Note: if you have other Helm chart archives in your folder, these will be picked up into the index file. As you can see from this commit where I had to remove a local one I was testing.
To create the index file, run the following command against your repository URL and location of your charts, I used “.” as the charts were within the folder I was located.
helm repo index --url https://saintdle.github.io/helm-charts/
You will need to generate a new Index file each time you update or create a new chart. You could also manually edit the YAML file.
Now just simply upload both files to your GitHub Repo.
Installing and using the Helm Chart
To install the application using Helm, we need to add the Chart Repository to our Helm Client configuration, and then we can update the available charts, and even search for the available charts as well.
helm repo add veducate https://saintdle.github.io/helm-charts/ helm repo update helm repo search pacman
# You can see the available values for the Chart by running helm show values veducate/pacman
Finally, to install Pac-Man using the Helm Chart, you can run the first command, or the second command shows you how to set non-default values as arguments, or you can specify a values.yaml file.
helm install pacman veducate/pacman --create-namespace # Example using the set argument to declare values helm install pacman-helm ./pacman-kubernetes -n pacman-helm --set rbac.create=false,psp.create=false
Summary
Diving into creating a Helm chart helped me understand more of what Helm is, it’s capabilities, and why it is so popular in the Kubernetes space right now. Creating a Helm Chart can be quite simple, and if your Kubernetes application artifacts are simple, you should be up and running in no time.

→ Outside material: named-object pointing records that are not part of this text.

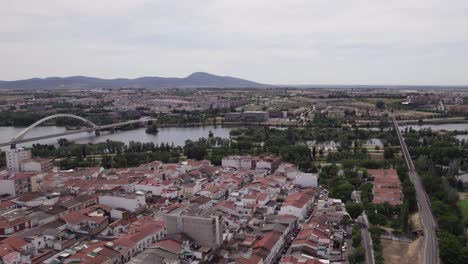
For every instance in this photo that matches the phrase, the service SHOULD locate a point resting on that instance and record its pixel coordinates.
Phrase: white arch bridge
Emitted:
(90, 126)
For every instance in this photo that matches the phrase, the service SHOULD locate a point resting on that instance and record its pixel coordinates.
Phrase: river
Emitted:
(436, 127)
(176, 135)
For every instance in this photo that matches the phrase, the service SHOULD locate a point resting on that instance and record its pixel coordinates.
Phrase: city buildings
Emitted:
(15, 156)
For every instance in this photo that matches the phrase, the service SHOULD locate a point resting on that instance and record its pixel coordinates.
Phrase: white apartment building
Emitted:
(14, 158)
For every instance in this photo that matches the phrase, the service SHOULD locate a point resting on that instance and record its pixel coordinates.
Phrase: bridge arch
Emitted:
(45, 119)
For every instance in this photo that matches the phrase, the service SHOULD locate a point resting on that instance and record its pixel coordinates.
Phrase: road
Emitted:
(87, 129)
(365, 234)
(431, 249)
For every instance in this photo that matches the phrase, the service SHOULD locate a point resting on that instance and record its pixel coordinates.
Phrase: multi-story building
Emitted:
(238, 162)
(14, 158)
(131, 202)
(17, 183)
(204, 230)
(36, 165)
(13, 221)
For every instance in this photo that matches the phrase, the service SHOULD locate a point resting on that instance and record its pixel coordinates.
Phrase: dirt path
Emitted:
(395, 252)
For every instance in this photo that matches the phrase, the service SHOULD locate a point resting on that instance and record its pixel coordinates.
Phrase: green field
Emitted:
(463, 204)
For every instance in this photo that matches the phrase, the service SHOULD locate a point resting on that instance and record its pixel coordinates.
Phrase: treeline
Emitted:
(439, 158)
(109, 154)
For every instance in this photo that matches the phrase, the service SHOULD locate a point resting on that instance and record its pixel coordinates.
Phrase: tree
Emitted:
(354, 209)
(451, 249)
(358, 255)
(63, 142)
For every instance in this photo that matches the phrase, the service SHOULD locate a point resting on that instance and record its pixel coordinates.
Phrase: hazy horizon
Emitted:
(294, 42)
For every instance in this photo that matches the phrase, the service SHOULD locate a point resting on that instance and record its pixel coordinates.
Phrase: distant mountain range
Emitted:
(195, 80)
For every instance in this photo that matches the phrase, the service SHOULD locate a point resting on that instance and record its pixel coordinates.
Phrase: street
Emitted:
(431, 250)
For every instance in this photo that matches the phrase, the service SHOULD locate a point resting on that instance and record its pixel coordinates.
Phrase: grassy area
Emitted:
(463, 204)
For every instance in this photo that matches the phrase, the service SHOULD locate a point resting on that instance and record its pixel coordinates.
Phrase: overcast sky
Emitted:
(269, 41)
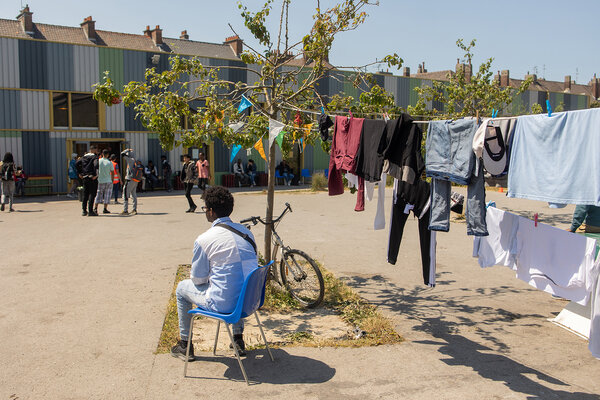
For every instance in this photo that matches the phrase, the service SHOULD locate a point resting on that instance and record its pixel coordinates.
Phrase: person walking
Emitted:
(203, 172)
(7, 181)
(87, 169)
(166, 173)
(189, 176)
(20, 179)
(133, 176)
(73, 177)
(106, 172)
(116, 178)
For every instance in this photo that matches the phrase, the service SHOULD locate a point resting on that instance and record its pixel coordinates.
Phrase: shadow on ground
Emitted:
(443, 317)
(286, 369)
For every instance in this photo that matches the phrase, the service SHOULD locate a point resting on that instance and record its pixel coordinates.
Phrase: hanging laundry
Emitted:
(325, 123)
(555, 159)
(402, 148)
(369, 162)
(344, 147)
(450, 158)
(275, 128)
(419, 205)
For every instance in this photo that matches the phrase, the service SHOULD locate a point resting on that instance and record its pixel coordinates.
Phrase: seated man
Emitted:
(221, 262)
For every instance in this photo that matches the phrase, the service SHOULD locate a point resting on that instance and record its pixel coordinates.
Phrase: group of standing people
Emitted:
(12, 180)
(194, 173)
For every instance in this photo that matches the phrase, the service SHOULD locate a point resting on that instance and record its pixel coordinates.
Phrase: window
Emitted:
(74, 110)
(60, 105)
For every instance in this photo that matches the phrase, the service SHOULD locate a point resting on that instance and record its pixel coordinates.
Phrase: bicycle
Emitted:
(299, 273)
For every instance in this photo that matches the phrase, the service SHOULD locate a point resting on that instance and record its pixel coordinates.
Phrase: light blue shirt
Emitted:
(557, 159)
(223, 259)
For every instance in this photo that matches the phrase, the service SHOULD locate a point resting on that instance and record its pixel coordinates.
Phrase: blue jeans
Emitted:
(189, 294)
(475, 213)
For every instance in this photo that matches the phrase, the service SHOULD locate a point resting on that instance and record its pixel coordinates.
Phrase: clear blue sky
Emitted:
(557, 38)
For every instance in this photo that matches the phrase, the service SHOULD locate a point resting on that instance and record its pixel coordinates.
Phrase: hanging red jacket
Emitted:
(344, 148)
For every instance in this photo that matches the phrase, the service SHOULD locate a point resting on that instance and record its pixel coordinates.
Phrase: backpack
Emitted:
(138, 172)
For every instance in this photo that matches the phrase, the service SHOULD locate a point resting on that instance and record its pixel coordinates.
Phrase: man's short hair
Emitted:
(220, 200)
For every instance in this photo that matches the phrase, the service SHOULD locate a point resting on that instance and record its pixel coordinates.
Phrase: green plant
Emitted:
(318, 182)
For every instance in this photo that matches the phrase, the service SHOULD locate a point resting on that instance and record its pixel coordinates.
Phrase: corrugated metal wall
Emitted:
(9, 63)
(58, 163)
(86, 67)
(35, 110)
(111, 60)
(139, 143)
(59, 67)
(115, 117)
(32, 64)
(10, 141)
(10, 109)
(36, 157)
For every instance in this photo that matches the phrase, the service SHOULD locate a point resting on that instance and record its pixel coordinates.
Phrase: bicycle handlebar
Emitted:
(256, 220)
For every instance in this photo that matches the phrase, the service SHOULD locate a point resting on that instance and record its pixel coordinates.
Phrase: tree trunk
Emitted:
(270, 201)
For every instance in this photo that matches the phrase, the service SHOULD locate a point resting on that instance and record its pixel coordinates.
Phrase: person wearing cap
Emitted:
(588, 214)
(73, 175)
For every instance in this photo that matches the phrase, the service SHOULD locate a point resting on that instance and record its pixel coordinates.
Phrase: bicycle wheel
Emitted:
(302, 278)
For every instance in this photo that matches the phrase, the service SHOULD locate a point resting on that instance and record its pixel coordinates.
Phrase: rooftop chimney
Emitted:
(155, 34)
(504, 78)
(236, 44)
(26, 20)
(567, 85)
(89, 28)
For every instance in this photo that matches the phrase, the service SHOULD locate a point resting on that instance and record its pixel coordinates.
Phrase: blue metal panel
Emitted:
(10, 109)
(59, 67)
(113, 135)
(403, 89)
(36, 157)
(134, 66)
(221, 152)
(32, 64)
(9, 63)
(154, 151)
(58, 164)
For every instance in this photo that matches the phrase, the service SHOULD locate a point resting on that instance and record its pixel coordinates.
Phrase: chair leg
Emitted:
(216, 338)
(263, 335)
(187, 351)
(237, 354)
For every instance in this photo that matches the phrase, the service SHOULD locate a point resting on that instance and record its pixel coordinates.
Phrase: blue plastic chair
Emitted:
(305, 173)
(252, 297)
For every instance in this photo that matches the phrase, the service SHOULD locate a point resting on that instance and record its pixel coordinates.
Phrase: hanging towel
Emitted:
(556, 159)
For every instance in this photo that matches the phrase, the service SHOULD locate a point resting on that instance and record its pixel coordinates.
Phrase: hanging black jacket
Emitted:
(402, 148)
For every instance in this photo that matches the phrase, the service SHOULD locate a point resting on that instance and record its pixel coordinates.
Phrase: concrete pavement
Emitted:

However, if you need something more complex, it’s probably going to require a lot of testing, to be honest the “helm lint” and “helm install –dry-run –debug” commands/arguments were used a lot as I built this Chart so I could figure out what was working and what wasn’t.
Overall once you have it up and running, it’s a great way to package your deployments and make it easy for users to deploy your application.